Zurich closes Turicum Re 2026-1, successfully returning to the catastrophe bond market

$150M catastrophe bond for U.S. named storm and earthquake adds flexibility in reinsurance protection. Strong investor response reflects Zurich’s reputation as a disciplined P&C underwriter.

Zurich has returned to the cat bond market, successfully closing a $150 million catastrophe bond as part of its diversified natural catastrophe risk reinsurance strategy. As an insurance-linked security, the Turicum Re 2026-1 bond provides another source of multi-year reinsurance protection against losses from U.S. named storms and earthquakes.
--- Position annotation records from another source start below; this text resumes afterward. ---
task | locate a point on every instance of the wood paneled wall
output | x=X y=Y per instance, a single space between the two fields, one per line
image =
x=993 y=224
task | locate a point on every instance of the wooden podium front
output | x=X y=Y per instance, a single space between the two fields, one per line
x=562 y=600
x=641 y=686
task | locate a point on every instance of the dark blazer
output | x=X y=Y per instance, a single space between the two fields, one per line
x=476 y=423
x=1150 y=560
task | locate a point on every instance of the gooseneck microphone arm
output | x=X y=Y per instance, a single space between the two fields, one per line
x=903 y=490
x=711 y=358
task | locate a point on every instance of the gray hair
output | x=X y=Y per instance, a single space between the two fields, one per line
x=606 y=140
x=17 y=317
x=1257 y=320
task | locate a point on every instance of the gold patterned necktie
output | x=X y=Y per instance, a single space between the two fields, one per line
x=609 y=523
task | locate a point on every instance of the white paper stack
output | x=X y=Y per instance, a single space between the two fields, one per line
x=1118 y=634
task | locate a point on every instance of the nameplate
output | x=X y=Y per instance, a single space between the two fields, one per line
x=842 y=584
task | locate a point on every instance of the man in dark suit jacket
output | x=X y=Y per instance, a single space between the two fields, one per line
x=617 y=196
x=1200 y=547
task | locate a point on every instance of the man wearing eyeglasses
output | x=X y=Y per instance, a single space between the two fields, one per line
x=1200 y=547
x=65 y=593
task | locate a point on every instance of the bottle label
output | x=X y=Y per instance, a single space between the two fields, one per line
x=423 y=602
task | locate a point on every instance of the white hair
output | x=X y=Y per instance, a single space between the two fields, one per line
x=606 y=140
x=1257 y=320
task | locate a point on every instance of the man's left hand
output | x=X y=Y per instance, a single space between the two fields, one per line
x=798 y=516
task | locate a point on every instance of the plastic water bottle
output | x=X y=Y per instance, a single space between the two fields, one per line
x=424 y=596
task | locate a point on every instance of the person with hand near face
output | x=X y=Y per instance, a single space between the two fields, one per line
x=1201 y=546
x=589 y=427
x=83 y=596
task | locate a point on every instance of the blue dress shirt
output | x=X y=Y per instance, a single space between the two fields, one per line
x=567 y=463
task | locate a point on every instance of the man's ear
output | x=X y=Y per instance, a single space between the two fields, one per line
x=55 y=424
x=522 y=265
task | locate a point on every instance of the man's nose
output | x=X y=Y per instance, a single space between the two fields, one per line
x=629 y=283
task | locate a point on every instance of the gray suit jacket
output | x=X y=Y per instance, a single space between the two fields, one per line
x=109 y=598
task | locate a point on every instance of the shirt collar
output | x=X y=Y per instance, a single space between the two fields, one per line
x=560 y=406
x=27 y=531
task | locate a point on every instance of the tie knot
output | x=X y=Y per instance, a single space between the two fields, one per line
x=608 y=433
The bond is structured on a per occurrence basis and with an indemnity trigger. The strong risk quality of Zurich’s Property portfolio made the offering attractive to investors, enabling Zurich to successfully close the bond at Zurich’s target capacity and below guidance pricing.

“Turicum Re enables Zurich to re-establish its presence and reputation in the growing and important ILS market,” said Paolo Mantero, Head of Group Reinsurance for Zurich. “Insurance-linked securities are an established and strategic source of reinsurance capacity that can provide additional flexibility and cost efficiency, complementing Zurich’s traditional reinsurance relationships.”

“The successful placement of the cat bond is the result of the great work Zurich has done in managing its nat-cat exposure while growing its market share in the property market,” said James Bracken, Chief Financial Officer of Zurich North America. “We view this as an important tool to continue to confidently offer best-in-class property protection to our commercial customers.”